AgICには、東京大学理学部の出身で、後に世界初の携帯電話向けブラウザを開発した株式会社ACCESSのファウンダーである鎌田富久さんなどが出資しています。高まる需要を受けて、今後、事業を急速に伸ばして行くために既にシリーズAの調達に向けて動いています。

セレンディピティが生んだ、ベンチャー×大企業のコラボ

AgIC_Crisp_and_sharp_traces

東大が研究に用いた銀のナノ粒子インクは、実は大手製紙メーカーの三菱製紙が2009年に発表していたもの。技術の上手い活用の糸口が見つからず、社内で静かに眠ったままになっていたのです。

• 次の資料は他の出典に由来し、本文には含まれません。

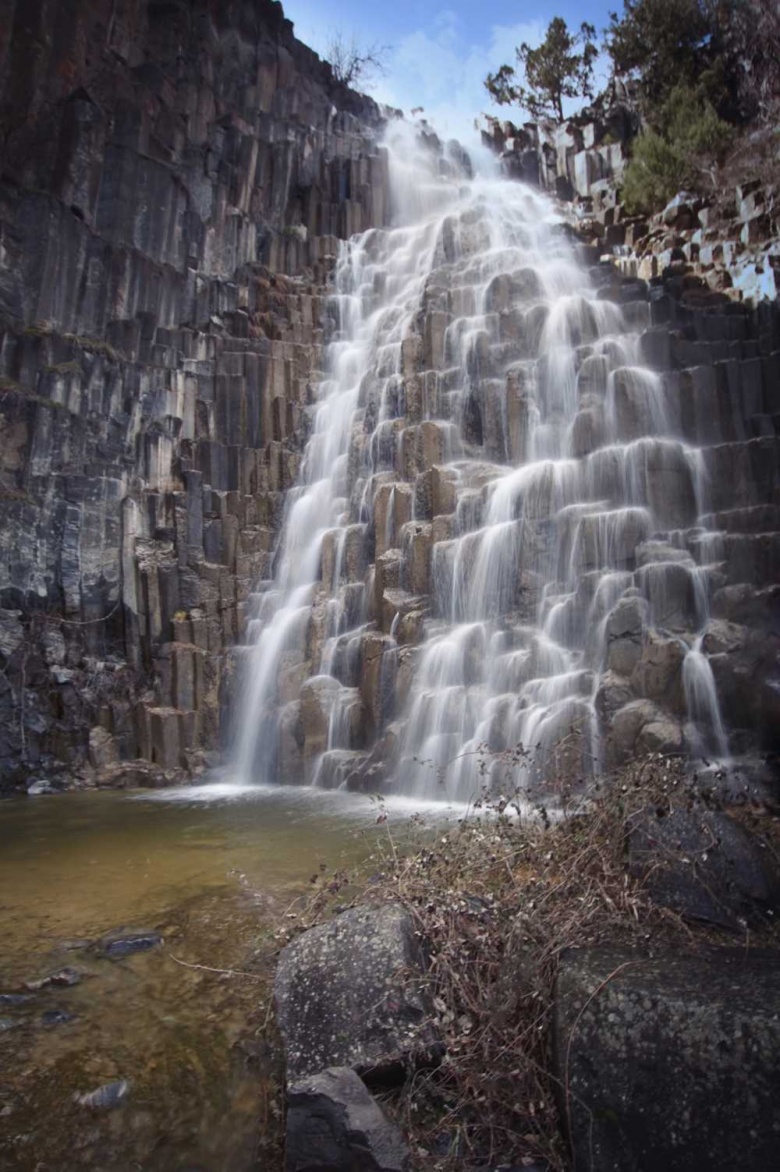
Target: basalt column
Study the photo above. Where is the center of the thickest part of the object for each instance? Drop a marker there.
(173, 184)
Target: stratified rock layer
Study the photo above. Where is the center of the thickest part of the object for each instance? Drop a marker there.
(173, 182)
(669, 1063)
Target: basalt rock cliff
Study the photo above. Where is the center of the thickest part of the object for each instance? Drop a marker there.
(173, 181)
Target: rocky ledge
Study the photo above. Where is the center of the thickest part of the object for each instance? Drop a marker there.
(173, 183)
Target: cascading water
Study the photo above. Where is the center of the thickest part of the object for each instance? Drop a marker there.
(490, 474)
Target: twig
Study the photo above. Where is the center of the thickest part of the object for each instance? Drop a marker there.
(220, 972)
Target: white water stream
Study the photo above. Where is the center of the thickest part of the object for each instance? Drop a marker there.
(469, 339)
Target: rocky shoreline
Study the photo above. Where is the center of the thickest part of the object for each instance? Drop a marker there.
(655, 1049)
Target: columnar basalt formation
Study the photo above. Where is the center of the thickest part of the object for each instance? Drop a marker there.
(173, 183)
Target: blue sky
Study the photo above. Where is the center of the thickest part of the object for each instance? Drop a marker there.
(439, 53)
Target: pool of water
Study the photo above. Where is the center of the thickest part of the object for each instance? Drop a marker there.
(216, 871)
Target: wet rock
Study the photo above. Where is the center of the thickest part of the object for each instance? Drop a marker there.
(335, 1125)
(63, 979)
(56, 1017)
(702, 864)
(624, 634)
(348, 994)
(658, 672)
(117, 947)
(105, 1097)
(9, 1000)
(40, 786)
(669, 1062)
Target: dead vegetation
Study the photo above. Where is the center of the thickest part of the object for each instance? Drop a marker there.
(497, 900)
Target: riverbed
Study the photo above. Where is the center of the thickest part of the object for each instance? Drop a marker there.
(216, 872)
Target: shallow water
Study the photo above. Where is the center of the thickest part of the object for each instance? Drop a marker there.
(214, 870)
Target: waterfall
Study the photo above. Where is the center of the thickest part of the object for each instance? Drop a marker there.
(490, 472)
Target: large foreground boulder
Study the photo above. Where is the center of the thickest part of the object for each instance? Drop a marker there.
(349, 993)
(670, 1063)
(335, 1125)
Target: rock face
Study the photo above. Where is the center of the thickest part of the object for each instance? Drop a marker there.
(669, 1062)
(173, 183)
(348, 994)
(335, 1125)
(704, 865)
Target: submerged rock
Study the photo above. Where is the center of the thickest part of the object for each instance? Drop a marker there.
(349, 994)
(669, 1062)
(117, 947)
(704, 865)
(11, 1000)
(56, 1017)
(335, 1125)
(65, 978)
(104, 1097)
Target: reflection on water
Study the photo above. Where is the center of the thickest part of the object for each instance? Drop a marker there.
(212, 869)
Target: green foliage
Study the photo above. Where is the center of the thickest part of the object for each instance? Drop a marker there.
(561, 67)
(666, 42)
(683, 154)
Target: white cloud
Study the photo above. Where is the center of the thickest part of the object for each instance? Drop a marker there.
(439, 67)
(445, 75)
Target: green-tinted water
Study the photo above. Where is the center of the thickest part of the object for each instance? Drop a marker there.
(214, 872)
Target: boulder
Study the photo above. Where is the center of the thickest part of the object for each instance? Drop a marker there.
(349, 993)
(702, 864)
(335, 1125)
(669, 1063)
(641, 727)
(624, 634)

それが再び世に出るきっかけを作ったのが、川原准教授が発表した論文でした。

川原准教授は、三菱製紙との出会いについてこんな風に話してくれました。

「三菱製紙さんとの出会いはかなり特殊で、まさにセレンディピティでした。僕は、それまでの研究では少々使い勝手の悪いインクを使って、研究成果を雑誌などに寄稿して発表していました。それを目にした熱心な三菱製紙の開発者の方が、たまたま僕に連絡をくれて、サンプルを送ってくれたんです。この出会いがなければ、こんな風に消費者でも使える技術にはなっていなかったと思います」(川原)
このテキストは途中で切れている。